Practical Applications

Antagonist stretching of the hamstrings significantly enhanced jumping performance, with an ES close to medium, and did not change landing mechanics or increase ACL injury risk. Consistent with the results of previous studies (47,52), these findings suggest that performing SSH immediately before an explosive jumping activity is favorable. Practitioners should incorporate SSH into the warm-up procedures before explosive movements. Reduced medial-lateral knee loading during cutting after SSH also suggests that SSH should be incorporated into the warm-up procedures before lateral movements.

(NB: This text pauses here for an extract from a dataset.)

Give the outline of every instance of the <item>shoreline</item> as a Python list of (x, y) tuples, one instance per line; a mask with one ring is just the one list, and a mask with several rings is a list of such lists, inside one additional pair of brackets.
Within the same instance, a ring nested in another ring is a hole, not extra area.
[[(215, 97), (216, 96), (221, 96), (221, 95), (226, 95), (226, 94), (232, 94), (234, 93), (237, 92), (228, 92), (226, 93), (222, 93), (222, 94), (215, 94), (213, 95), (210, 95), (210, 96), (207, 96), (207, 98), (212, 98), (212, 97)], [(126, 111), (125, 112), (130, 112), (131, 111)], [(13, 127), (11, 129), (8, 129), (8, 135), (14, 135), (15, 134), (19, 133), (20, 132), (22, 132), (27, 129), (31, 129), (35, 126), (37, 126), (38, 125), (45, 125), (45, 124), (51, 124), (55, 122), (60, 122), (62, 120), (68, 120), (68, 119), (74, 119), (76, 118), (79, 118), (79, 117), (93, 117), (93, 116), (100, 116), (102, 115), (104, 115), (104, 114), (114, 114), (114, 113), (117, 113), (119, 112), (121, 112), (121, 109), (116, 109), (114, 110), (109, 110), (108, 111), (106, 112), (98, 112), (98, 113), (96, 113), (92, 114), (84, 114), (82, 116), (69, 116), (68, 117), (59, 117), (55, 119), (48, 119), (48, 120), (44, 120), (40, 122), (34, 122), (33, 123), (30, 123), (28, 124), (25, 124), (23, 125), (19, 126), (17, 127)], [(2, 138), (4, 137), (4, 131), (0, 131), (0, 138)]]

Although this study showed that landing mechanics and knee loading did not change after SSH, caution has to be given to populations who have lower hamstring strength and stiffness because previous studies have identified those populations to be associated with greater risk of ACL injury, and SSH may further reduce hamstring strength and stiffness. Certainly, more research is necessary to evaluate the effects of SSH on landing mechanics for those populations.